Am 10/23/18 um 7:48 PM schrieb Michael Johnson:
> I am still catching up on e-mail from the weekend.
> 
> There are a lot of different options for how to implement the
> lb-mgmt-network for the controller<->amphora communication. I can't
> talk to what options Kolla provides, but I can talk to how Octavia
> works.
> 
> One thing to note on the lb-mgmt-net issue, if you can setup routes
> such that the controllers can reach the IP addresses used for the
> lb-mgmt-net, and that the amphora can reach the controllers, Octavia
> can run with a routed lb-mgmt-net setup. There is no L2 requirement
> between the controllers and the amphora instances.
> 
> Michael
> 
> On Tue, Oct 23, 2018 at 9:57 AM Erik McCormick
> <emccormick at cirrusseven.com> wrote:
>>
>> So in your other email you said asked if there was a guide for
>> deploying it with Kolla ansible...
>>
>> Oh boy. No there's not. I don't know if you've seen my recent mails on
>> Octavia, but I am going through this deployment process with
>> kolla-ansible right now and it is lacking in a few areas.
>>
>> If you plan to use different CA certificates for client and server in
>> Octavia, you'll need to add that into the playbook. Presently it only
>> copies over ca_01.pem, cacert.key, and client.pem and uses them for
>> everything. I was completely unable to make it work with only one CA
>> as I got some SSL errors. It passes gate though, so I aasume it must
>> work? I dunno.
>>
>> Networking comments and a really messy kolla-ansible / octavia how-to below...
>>
>> On Tue, Oct 23, 2018 at 10:09 AM Florian Engelmann
>> <florian.engelmann at everyware.ch> wrote:
>>>
>>> Am 10/23/18 um 3:20 PM schrieb Erik McCormick:
>>>> On Tue, Oct 23, 2018 at 7:53 AM Florian Engelmann
>>>> <florian.engelmann at everyware.ch> wrote:
>>>>>
>>>>> Hi,
>>>>>
>>>>> We did test Octavia with Pike (DVR deployment) and everything was
>>>>> working right our of the box. We changed our underlay network to a
>>>>> Layer3 spine-leaf network now and did not deploy DVR as we don't wanted
>>>>> to have that much cables in a rack.
>>>>>
>>>>> Octavia is not working right now as the lb-mgmt-net does not exist on
>>>>> the compute nodes nor does a br-ex.
>>>>>
>>>>> The control nodes running
>>>>>
>>>>> octavia_worker
>>>>> octavia_housekeeping
>>>>> octavia_health_manager
>>>>> octavia_api
>>>>>
>>>>> and as far as I understood octavia_worker, octavia_housekeeping and
>>>>> octavia_health_manager have to talk to the amphora instances. But the
>>>>> control nodes are spread over three different leafs. So each control
>>>>> node in a different L2 domain.
>>>>>
>>>>> So the question is how to deploy a lb-mgmt-net network in our setup?
>>>>>
>>>>> - Compute nodes have no "stretched" L2 domain
>>>>> - Control nodes, compute nodes and network nodes are in L3 networks like
>>>>> api, storage, ...
>>>>> - Only network nodes are connected to a L2 domain (with a separated NIC)

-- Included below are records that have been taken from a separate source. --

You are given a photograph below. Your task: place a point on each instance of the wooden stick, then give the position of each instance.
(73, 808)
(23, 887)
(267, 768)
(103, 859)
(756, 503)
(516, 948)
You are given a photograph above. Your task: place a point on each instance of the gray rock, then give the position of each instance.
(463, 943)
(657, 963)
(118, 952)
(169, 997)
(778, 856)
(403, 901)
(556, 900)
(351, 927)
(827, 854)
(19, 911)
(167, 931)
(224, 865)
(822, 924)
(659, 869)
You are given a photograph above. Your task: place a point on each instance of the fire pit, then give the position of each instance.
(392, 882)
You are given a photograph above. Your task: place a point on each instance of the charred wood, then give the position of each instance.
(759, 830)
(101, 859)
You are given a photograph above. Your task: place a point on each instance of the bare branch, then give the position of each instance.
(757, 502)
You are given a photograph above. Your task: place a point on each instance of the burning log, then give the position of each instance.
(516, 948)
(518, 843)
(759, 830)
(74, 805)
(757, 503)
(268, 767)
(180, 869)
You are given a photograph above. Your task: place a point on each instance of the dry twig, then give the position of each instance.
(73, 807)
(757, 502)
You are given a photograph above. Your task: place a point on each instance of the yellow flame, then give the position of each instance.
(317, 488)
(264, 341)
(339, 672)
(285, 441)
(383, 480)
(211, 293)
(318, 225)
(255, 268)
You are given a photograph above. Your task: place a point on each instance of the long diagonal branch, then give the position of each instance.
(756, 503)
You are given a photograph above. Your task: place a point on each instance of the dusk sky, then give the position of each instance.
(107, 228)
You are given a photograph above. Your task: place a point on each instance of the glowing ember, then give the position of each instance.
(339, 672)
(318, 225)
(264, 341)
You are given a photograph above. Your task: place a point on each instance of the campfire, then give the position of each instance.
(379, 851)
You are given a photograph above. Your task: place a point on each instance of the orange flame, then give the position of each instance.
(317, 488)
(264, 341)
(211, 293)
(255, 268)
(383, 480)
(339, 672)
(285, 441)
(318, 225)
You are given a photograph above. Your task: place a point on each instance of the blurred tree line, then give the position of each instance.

>>>>> providing the "public" network
>>>>>
>>>> You'll need to add a new bridge to your compute nodes and create a
>>>> provider network associated with that bridge. In my setup this is
>>>> simply a flat network tied to a tagged interface. In your case it
>>>> probably makes more sense to make a new VNI and create a vxlan
>>>> provider network. The routing in your switches should handle the rest.
>>>
>>> Ok that's what I try right now. But I don't get how to setup something
>>> like a VxLAN provider Network. I thought only vlan and flat is supported
>>> as provider network? I guess it is not possible to use the tunnel
>>> interface that is used for tenant networks?
>>> So I have to create a separated VxLAN on the control and compute nodes like:
>>>
>>> # ip link add vxoctavia type vxlan id 42 dstport 4790 group 239.1.1.1
>>> dev vlan3535 ttl 5
>>> # ip addr add 172.16.1.11/20 dev vxoctavia
>>> # ip link set vxoctavia up
>>>
>>> and use it like a flat provider network, true?
>>>
>> This is a fine way of doing things, but it's only half the battle.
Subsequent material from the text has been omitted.